CHIEDE A DIO DI RIAFFERMARE IL SUO POTERE SUL MONDO

Anche il fedele che ha lasciato la sua memoria nel Salmo non demorde: egli invoca lo spirito buono di Dio (v. 10), affinché il suo vigore ritorni; chiede a Dio di riaffermare il suo potere sul mondo, facendo rivivere il suo fedele: infatti nella vita dei suoi fedeli si manifesta la signoria di Dio (il suo “nome”, v. 11) e con essa la sua giustizia.

Per chi prega con questo salmo, la giustizia divina si manifesta pienamente allorché il nemico è sterminato (v. 12), quando cioè coloro che opprimono i deboli saranno finalmente dalla parte degli sconfitti; una richiesta che accompagna tanti passi biblici che si fanno voce di chi non ha voce e che esplicitano il grido, ricordato dalla Bibbia, che sale a Dio fin dal primo essere umano vittima di violenza e oppressione (il giusto Abele).
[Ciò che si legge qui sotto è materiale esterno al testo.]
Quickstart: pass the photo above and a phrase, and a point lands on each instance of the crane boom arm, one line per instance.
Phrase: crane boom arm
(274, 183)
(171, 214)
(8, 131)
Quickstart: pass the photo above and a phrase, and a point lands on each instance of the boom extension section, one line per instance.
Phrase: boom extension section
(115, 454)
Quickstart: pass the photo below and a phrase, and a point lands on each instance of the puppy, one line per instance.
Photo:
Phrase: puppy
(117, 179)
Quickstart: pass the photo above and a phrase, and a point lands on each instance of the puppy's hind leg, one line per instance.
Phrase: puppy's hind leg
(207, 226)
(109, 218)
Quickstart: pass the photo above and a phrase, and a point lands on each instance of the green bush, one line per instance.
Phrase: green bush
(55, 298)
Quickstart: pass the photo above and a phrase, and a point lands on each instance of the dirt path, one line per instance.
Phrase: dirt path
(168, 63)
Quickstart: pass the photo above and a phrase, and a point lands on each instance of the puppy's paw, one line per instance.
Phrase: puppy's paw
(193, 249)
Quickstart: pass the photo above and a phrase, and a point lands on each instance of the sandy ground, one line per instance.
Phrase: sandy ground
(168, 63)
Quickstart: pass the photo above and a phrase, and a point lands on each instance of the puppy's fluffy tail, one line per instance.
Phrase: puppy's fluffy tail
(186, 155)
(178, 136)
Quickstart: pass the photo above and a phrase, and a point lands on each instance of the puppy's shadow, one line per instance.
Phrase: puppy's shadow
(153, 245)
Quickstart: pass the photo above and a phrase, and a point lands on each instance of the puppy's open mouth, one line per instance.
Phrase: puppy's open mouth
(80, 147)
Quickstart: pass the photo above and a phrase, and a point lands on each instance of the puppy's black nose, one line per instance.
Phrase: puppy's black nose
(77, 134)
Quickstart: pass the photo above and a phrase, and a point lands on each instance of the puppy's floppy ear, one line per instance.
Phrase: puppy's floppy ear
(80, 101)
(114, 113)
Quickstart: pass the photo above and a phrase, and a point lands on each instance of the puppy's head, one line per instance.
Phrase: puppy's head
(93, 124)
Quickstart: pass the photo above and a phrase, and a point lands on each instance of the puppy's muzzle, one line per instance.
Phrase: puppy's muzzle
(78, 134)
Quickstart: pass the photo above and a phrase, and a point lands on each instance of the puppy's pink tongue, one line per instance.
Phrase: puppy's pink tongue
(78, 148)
ATTRAVERSO L’INTERRUZIONE DELLA CATENA DELLA VIOLENZA

Senza negare il valore di pagine come questa, il cristiano è tenuto, però, a ricordare che l’affermazione della giustizia di Dio non si ha soltanto nella sconfitta e nella morte dei nemici: in Gesù, Dio gli ha svelato che il suo potere si manifesta anche quando i suoi fedeli sono provati dalla persecuzione e dalla sofferenza. E che la vera vittoria sul nemico non è quella che decreta la sua fine, ma quella che fa volgere anche lui a Dio.
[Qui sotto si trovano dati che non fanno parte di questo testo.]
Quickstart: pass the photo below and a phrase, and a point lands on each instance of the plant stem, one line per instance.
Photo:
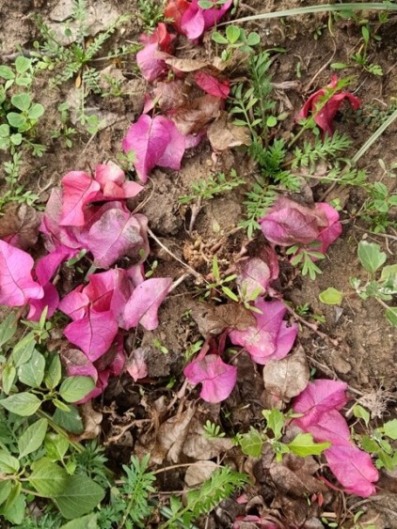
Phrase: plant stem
(326, 8)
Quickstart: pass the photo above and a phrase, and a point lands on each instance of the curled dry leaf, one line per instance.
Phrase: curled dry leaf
(199, 472)
(288, 377)
(171, 437)
(214, 320)
(19, 225)
(223, 135)
(194, 117)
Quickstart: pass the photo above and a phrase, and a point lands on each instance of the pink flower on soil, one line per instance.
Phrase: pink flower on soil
(325, 114)
(217, 378)
(157, 47)
(288, 223)
(155, 141)
(257, 273)
(270, 338)
(16, 282)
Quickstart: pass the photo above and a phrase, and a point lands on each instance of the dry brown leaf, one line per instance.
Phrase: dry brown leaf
(214, 320)
(197, 446)
(199, 472)
(171, 437)
(92, 421)
(197, 115)
(186, 65)
(222, 134)
(22, 223)
(288, 377)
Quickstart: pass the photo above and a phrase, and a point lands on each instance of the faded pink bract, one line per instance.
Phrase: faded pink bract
(288, 223)
(325, 115)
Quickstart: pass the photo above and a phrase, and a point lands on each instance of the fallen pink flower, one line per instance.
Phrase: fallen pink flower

Gesù non muore imprecando contro i suoi uccisori, ma pregando per loro: ci apre dunque a una nuova solidarietà con il mondo invischiato nel male, quella attraverso la quale si può interrompere la catena della violenza, proclamando al mondo la “bontà” (v. 12: la Bibbia CEI traduce con “fedeltà”, ma il vocabolo ebraico esprime l’attitudine benevola e misericordiosa di Dio nei confronti delle creature) che sta al di sopra di ognuno e vuole raggiungere ogni mortale che non può rivendicare alcuna giustizia propria.